Think about this – the battery on the robot goes through a 120 amp breaker. That’s a good indicator that to run it (with full motors) off of wall current, you’d need a power supply capable of providing 120 amps!

Al’s reply got me curious…so I connected a lab power supply to an RS540 mabuchi motor (the BaneBots motor) and switched it on and turned up the voltage. With the current limiting set to 2.0 amps, the ammeter indicated a spike to about 1.5 amps, and running currrent of about 1.0 amps with the voltage adjusted to anywhere from a couple volts to 10 or so.

I think my estimate of 10 amps needed to test the system, having the motors without mechanical load on them, is probably reasonable, asuming you don’t try to run more than two motors at once.

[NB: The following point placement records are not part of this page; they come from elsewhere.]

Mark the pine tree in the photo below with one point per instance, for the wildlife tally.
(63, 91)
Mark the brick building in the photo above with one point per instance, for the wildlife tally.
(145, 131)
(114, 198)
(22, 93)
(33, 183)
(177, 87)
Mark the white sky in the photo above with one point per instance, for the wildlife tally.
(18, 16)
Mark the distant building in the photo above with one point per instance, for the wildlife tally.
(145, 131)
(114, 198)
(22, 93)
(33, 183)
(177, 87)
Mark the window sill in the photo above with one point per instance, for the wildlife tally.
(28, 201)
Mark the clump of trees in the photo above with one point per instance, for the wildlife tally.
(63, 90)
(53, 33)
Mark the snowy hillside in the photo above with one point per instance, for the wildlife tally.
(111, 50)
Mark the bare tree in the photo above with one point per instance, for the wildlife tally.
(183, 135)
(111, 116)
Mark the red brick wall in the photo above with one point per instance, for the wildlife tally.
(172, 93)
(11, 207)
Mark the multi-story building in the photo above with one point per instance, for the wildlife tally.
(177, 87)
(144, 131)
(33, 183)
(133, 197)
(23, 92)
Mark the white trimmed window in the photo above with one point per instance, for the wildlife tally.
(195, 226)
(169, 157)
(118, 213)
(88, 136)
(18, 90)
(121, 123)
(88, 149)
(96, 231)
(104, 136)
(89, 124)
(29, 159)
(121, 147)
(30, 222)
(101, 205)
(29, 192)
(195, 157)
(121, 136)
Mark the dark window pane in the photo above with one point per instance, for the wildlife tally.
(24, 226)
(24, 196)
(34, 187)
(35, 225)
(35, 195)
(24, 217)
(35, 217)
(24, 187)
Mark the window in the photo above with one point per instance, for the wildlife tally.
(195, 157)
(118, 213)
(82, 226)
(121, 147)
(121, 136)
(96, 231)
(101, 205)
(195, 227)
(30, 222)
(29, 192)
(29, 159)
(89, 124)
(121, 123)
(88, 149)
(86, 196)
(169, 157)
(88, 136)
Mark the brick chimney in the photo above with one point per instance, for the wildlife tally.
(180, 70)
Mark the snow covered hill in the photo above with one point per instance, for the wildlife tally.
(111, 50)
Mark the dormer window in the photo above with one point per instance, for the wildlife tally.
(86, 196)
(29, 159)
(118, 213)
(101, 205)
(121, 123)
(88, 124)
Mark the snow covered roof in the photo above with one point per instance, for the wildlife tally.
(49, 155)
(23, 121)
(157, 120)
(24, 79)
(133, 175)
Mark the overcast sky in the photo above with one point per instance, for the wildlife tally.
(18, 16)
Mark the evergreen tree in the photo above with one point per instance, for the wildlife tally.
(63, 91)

Might be able to use an old computer switching power supply, they have decent regulation, and should handle 5-10 amps on the 12v circuit.

Guys,
Battery chargers rarely put out a pure DC voltage. Never use them for power supplies. Often they put out a pulsed DC that averages about 13 volts but peaks much higher. Popular 50 amp chargers just connect a few diodes to a big transformer and add a few lights and an ammeter and call it a day. Remember that a wet or gelled cell battery will charge (current flows) if the input voltage exceeds the battery voltage. That is why 50 amp chargers are not allowed for our batteries as the high current is capable of destroying the battery. (read that catastrophically) The charger supplied in the kit is a smart charger and won’t even turn on unless a valid battery is connected and in need of charging. The internal electronics test the device connected before supplying full output current.
As for the compressor, start current is about 25 amps while run current is about 10 amps. Again, start current on the Chalupas or the Fisher Price is over 95 amps. With many of the modern power supplies, the start current (of even one motor) will force the supply into current foldback or just simply trip the breaker. The supplies that go into current foldback will not go back to normal output until the load is removed or the power is reset.
And you don’t want to turn on a power supply at a low voltage and run it up with the electronics. For starts the RC is disabled until the input voltage is above 8 volts.
Although the breaker is rated at 120 amps, if you look at the curve you will see that it can handle a 600% overload for a few seconds and can handle almost 200% for 40 seconds.